We’re closing on on the end, but let’s do one more example before we call it for the evening. It’s time to retrieve the posts we inserted previously, that’s easily done with the PostMapper::findAll() method, let’s have a look at this listing:
<?php
require 'bootstrap.php';
$posts = PostMapper::findAll();
foreach ($posts as $post) {
printf('%s said: %s', $post->getUser()->getName(), $post->getText());
}
We’ve already gone through most of the logic in this example, as most of the heavy lifting is done in the findAll() method which we dissected earlier, and as you can see everything works as expected – we get an array of our posts back and loop through it, calling getUser() on the post returns our user object so we can chain getName() on that and get the user’s name, calling getText() returns the text of the post – exactly as expected.
So, why on Hoth would we ever want to do this? As I said in the paragraph about active record: It’s all about decoupling our database from our object oriented application (domain model), this allows us to develop our application and our database independently of each other. A change in the database schema doesn’t require more then a fix to the insert/find-methods in our mappers. A lot more can (and has) been said on this subject, so I advice you to go and read up on it, it’s a very interesting problem.
There’s one last thing I’d want to touch a bit on before I close for today, namely writing your mappers and domain objects by hand (as in this article) or use a tool such as Propel or phpDoctrine, personally I stand on the writing-by-hand side of things, but both approaches have their respective advantages and disadvantages so I urge you to go and check out these two projects (even though phpDoctrine is more aching towards Active Record then Data Mapper).
Over and out, Fredrik.
Fantastic article! Clear, well thought out code and enough ‘back-story’ to put the article in context without straying from the point. I had not long started on a sort of poor-man’s ActiveRecord clone for a ‘fun’ project I’ve been toying with, I think now I will go back and rewrite the DB side of things using this approach - not only will it be less DB intensive thanks to the map, but this way also seems to ‘fit’ a little easier with my own personal way of thinking. Thanks greatly, and I look forward to exploring your past articles!
This sound perfectly.
I am a PHPer also, and learn more from your post,thanks.
It’s nice to see a sophisticated article about PHP and persistence layers - thanks for this excellent work.
I’m working with a similar approach for a while now an the only drawback of your solution is, that for larger tables resolving associated classes immediately (like in Post->User) might be a performance issue - especially when using your implementation of PostMapper::findAll(). Using lazy loading for associated classes - in most cases - solves such problems.

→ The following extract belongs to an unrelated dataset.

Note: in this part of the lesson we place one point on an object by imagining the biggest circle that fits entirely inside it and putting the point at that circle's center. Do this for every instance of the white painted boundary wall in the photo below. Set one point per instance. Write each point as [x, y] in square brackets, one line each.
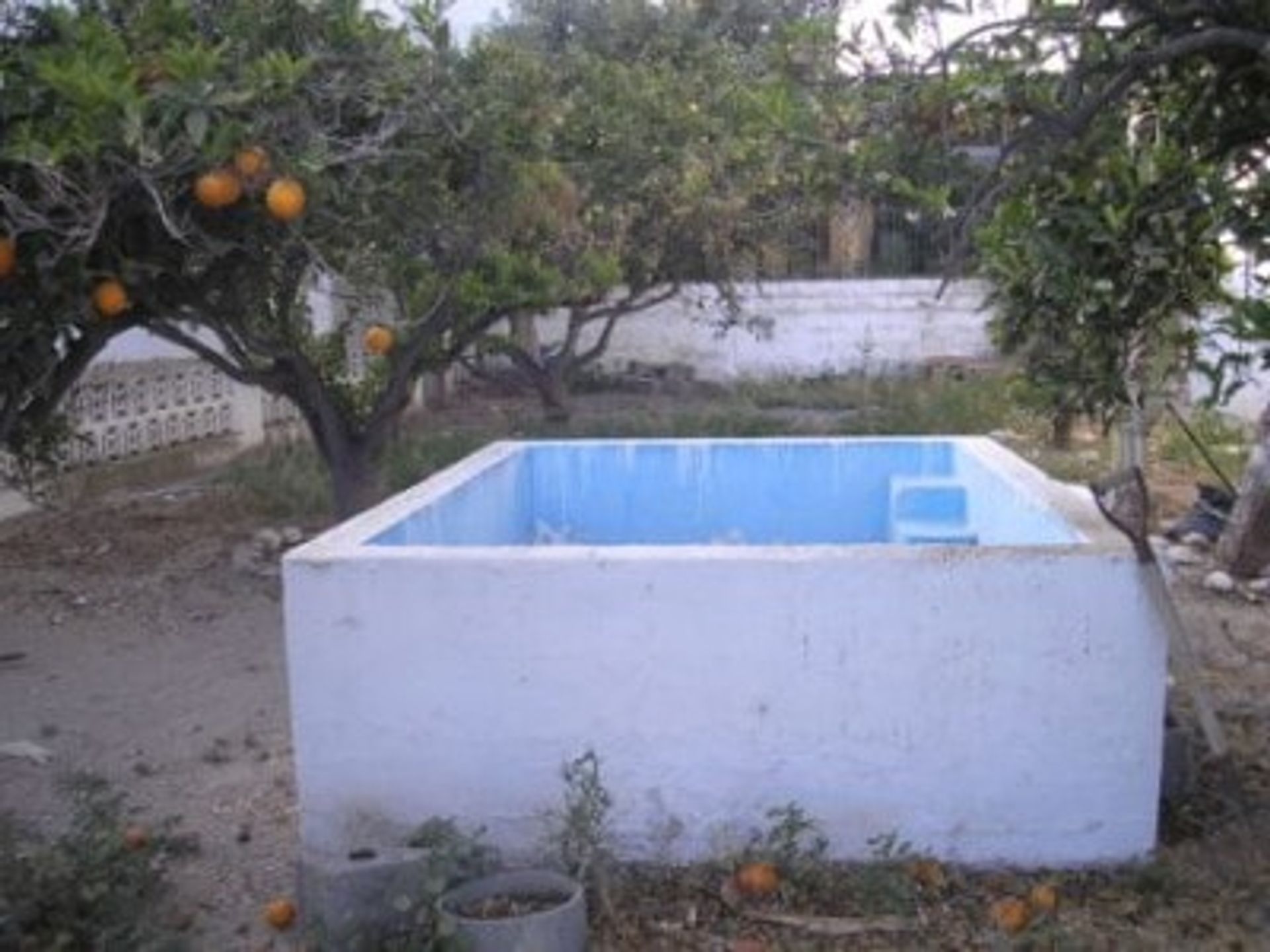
[806, 328]
[987, 705]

So, one would have an internal variable $_userId (or whatever) and the implementation of Post->getUser() would be like this:
class Post
{
// …
public function getUset() { UserMapper::find( $this->_userId ); }
// …
}
This solves also the problem of association chains: Imagine an enhanced version of your model, where you have (multiple) addresses associated to users. In other words you have a foreign key from the address table to the user table and from the post table to the user table. You’d have to change your implementation of PostMapper::findAll(), which in first place has nothing to do with the address table (and IMHO should’t have to).

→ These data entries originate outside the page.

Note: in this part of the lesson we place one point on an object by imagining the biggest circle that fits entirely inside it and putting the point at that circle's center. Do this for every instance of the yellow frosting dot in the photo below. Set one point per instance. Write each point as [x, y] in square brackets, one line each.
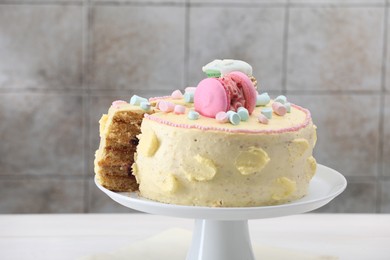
[148, 144]
[251, 161]
[311, 167]
[200, 169]
[170, 184]
[287, 187]
[298, 147]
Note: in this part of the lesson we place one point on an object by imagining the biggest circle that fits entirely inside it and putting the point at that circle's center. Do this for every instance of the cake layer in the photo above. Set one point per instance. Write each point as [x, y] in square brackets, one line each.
[117, 183]
[118, 141]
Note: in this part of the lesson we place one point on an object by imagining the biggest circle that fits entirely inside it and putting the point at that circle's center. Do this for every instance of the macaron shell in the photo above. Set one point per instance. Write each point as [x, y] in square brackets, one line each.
[248, 89]
[210, 97]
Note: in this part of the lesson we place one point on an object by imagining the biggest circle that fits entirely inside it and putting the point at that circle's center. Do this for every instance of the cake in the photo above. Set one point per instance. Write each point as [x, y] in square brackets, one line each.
[221, 144]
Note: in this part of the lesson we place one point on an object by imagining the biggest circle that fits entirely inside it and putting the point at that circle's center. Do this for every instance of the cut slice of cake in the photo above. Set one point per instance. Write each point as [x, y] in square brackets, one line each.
[118, 142]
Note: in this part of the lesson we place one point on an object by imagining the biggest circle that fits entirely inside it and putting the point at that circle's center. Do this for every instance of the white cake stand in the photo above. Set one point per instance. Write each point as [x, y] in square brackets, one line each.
[222, 233]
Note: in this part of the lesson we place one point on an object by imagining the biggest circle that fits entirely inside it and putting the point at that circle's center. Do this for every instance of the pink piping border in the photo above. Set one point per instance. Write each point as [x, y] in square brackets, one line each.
[207, 128]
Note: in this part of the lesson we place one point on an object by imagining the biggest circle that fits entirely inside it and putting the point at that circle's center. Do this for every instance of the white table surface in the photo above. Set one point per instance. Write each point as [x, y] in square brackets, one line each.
[347, 236]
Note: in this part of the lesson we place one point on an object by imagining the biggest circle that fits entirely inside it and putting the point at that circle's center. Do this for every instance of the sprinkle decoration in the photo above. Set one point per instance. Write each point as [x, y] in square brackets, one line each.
[117, 103]
[166, 106]
[222, 117]
[193, 115]
[234, 118]
[262, 99]
[190, 89]
[243, 113]
[263, 119]
[288, 107]
[189, 97]
[267, 112]
[136, 100]
[177, 94]
[279, 108]
[281, 99]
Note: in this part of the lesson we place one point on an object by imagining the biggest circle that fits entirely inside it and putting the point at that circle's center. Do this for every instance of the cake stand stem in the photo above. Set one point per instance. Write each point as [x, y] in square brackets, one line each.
[220, 240]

And further more the PostMapper::getObjectForRow() doesn’t return a valid object when called not from within findAll(). Public interfaces shouldn’t depend on the the way they are used.
And to finally spin the wheel a bit further: Think of a solution that hides the concrete persistence layer behind the DomainObject (the persistence layer might be changed from database to XML or a concrete db to another (MySQL to Oracle)). The DomainObject would then function as a bridge to the Mapper like this:
$yoda = new User( “Yoda” );
$yoda->save();
var_dump( $yoda );
$yoda2 = User::find( $yoda->getId() );
Regards, Kyle
Chris C and Heresy.Mc - thanks for your comments.
Kyle:
Yes, in fact the original article and examples had a LazyLoad class that worked like a proxy for the User-object in the Post, but I felt that the examples became to complicated and the article was getting to long so I decided to cut it as I thought of this as more of a introduction do DO/DM:ing then a “complete” guide to all techniques you can use (locking, unit-of-work, value fields, etc.), maybe for a follow up article. The thing about writing articles is to know where to limit yourself, I could’ve written a smaller doctoral thesis on this subject ;p
About the getObjectForRow()-method, I think I just missed putting protected in front of it and creating an abstract base method in DataMapper(), or I could’ve left it out on purpose to keep things clear - don’t remember.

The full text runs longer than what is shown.